The pilots recommend against the Royal Princess attempting this in more than 15-knots of wind.

“Fifteen knots of wind in Ketchikan? I was stationed on a ship there; it blows 15 knots quite often,” Capt. Stephen White, commander of the Coast Guard’s Sector Juneau, said in a phone interview.

Southeast pilots recently forwarded their recommendations to the Coast Guard. They include using escorts and restricting other vessels when the megaships are maneuvering in port.

White said he’s been on several conference calls between cruise line representatives and the pilots association and all sides are trying to figure out how to bring these larger ships into port safely. But he said for now the Coast Guard has no plans to change any of its rules or guidelines.

He said the Coast Guard will be relying on the judgment of the marine pilots which he said are “our most experienced most seasoned mariners out there on the water.”

It’s these pilots, White said, not the ship’s captain or anyone else who decides whether it’s safe to bring a vessel into port.

“Here’s the real deal,” White said. “The pilot, the individual pilot is the one where in regulation and all that, has that power.”

This screenshot from the computer simulator of the Royal Princess shows the pilot nearly missing a dock in 25-knot winds on a flood tide at the Port of Ketchikan. (Image from SEAPA VLCS report).

Alaska is a hot cruise destination with 1.3 million visitors projected this season. Royal Princess has been sailing elsewhere since 2013 but the company announced in late 2017 that it would be heading to Alaska this year.

Maritime law allows a cruise line to sail its ships wherever it sees fit. But Moorhead said he hopes any limitations of a ship’s design are properly taken into account.

“It would be ill-advised of a vessel owner, to knowingly bring a vessel into a port where it can’t safely tie up,” Moorhead said.

The balance between the economic boost from cruise ship tourism and local impacts is an ongoing conversation. The arrival of the megaships is a new development.

“Everybody recognizes that as the ships get bigger and bigger, they create more challenges for communities,” Rep. Dan Ortiz, an independent lawmaker from Ketchikan, said in a recent interview.
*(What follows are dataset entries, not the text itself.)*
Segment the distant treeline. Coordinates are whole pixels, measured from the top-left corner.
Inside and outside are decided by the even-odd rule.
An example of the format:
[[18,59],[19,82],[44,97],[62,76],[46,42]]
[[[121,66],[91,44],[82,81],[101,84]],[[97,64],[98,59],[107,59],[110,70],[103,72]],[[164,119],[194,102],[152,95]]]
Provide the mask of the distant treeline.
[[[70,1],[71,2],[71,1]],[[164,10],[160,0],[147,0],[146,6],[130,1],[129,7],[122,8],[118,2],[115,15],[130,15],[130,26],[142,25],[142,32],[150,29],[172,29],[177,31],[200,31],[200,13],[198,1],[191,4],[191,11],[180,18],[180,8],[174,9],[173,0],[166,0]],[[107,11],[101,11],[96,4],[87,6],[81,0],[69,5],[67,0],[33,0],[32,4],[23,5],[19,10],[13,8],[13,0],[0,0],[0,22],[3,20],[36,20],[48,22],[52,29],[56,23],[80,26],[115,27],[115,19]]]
Ortiz is aware of the behind-the-scenes talks between pilots, cruise lines and the Coast Guard over how to ensure the safe passage of megaships in Alaska waters.

“Because while the industry brings a lot of hope to the overall economic improvement of coastal Alaska,” Ortiz said, “there’s also the realization that with that comes an added responsibility coming up with answers to these questions.”

The Royal Princess is scheduled to make the first of 19 visits to Southeast Alaska on May 13.